The modality matrix. A "route" used to mean a sea route. Then we added air courier and LCL consolidation, and suddenly each (country, port) candidate had to become 1-3 candidates depending on which modalities were viable. Rewiring the ranker, the cost breakdown, the UI, and the route_data JSONB shape to handle this without double-counting (showing the ranker both an option and its own alternatives) took two passes to get right.

Cost discipline at every layer. Two-tier cache (LRU + Postgres) on every external source. Port resolutions cached for a year on success. Mercury responses cached on the prompt hash. We treated every API call like it cost real money because it did.

Accomplishments that we're proud of

A swarm of 30+ agents that actually run end-to-end in 30 seconds. Real suppliers with verifiable URLs. A pure-code router that gets Shanghai to Rotterdam through Malacca, Suez, and Gibraltar in the right order, every time. A modality matrix that picks FCL, LCL, or Air automatically based on cargo weight and deadline. A live globe that draws the route progressively as the agents finish. A three-tier port resolver that handles the gaps UN/LOCODE inexplicably leaves (USMIA is just missing from the canonical dataset).

But the thing we're proudest of is the architectural bet. We built this on the premise that a swarm of small specialist agents would beat one big model at this kind of work, and it does. Every agent has its own prompt, its own retry policy, its own fallback, its own validation schema. When something breaks you fix one agent, not the whole prompt. The pattern scales: adding a new data source means adding a new agent, not refactoring an existing one.

What we learned

A swarm of small cheap agents beats one big model. The architectural advantage compounds. Isolated context, isolated failures, isolated cost.

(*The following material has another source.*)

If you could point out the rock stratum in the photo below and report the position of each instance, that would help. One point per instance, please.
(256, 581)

Pure code wins where determinism matters. Routes, distances, tariff math, chokepoint geometry. None of these belong in an LLM. LLMs win where judgment matters: picking 3 of 369 ports, ranking 10 modality-expanded options across cost and risk, choosing a supplier. Getting that boundary right was 80% of the design work.

Latency is wall-clock, not retry count. Compound retries are how you turn a 60-second budget into a 180-second one. Every external call in the system has a hard wall-clock bound.

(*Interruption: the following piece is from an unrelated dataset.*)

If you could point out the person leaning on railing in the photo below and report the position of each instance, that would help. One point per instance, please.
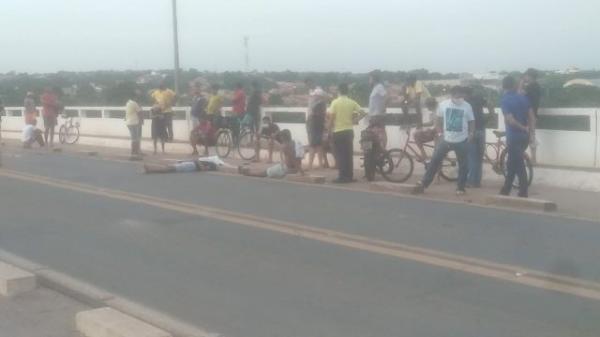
(134, 121)
(165, 99)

The asymmetry between the top 0.1% of importers and everyone else is not a hard problem anymore. It's a build problem. We built it in a weekend.

What's next for Habibti

Live freight indices. Our distance-based model is a strong approximation but Freightos FBX would replace it with real spot rates.

Bill of lading data. ImportYeti or Trademo would let us show actual shipment history for a candidate supplier, not just registry verification.

Direct supplier contact. Today we surface real exporters with URLs. Next we want to send the RFQ for you and rank the responses.

Beyond US imports. The pipeline is destination-agnostic in principle. We want to open it up to EU, UK, MENA importers next.

A real freight forwarder integration. At the bottom of every ranked option is a "book this" button that should actually book it. That means a Flexport-style API integration or a direct relationship with a forwarder who'll accept programmatic bookings. That's the moat.